The titles I’m waiting for include (in no particular order): White Fragility: Why It’s So Hard for White People to Talk about Racism,by Robin DiAngelo; White Rage: The Unspoken Truth of Our Racial Divide, by Carol Anderson; Women, Race & Class, by Angela Y. Davis; Me and White Supremacy: How to Recognise Your Privilege, Combat Racism and Change the World, by Layla F. Saad; How to Be an Antiracist, by Ibram X. Kendi, and The New Jim Crow: Mass Incarceration in the Age of Colorblindness, by Michelle Alexander.
Also available free on YouTube through June is Just Mercy, the story of Bryan Stevenson and the founding of the Equal Justice Initiative, dedicated to those trapped in a legal system that is neither colorblind nor fair.
Finally, we have just past June 19: Juneteenth, celebrating notification of Lincoln’s famous order abolishing slavery, which had been signed a year and a half earlier, on Jan. 1, 1863.

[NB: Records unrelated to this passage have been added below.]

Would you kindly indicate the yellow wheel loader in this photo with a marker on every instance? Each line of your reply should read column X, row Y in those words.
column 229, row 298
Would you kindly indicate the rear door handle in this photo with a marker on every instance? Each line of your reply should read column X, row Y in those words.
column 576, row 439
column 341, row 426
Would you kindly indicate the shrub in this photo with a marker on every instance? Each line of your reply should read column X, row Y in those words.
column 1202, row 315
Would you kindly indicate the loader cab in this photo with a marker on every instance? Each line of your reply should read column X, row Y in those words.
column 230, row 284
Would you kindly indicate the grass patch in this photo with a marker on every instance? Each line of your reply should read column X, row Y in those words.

But the Emancipation Proclamation was not the great liberating document that I had learned it was: It applied only to slaves in Confederate states, and it was dependent upon the Union winning a military victory over the South.
Now, 157 years later, it’s time not just to make Juneteenth a national holiday, but to liberate all of us from our racist ways.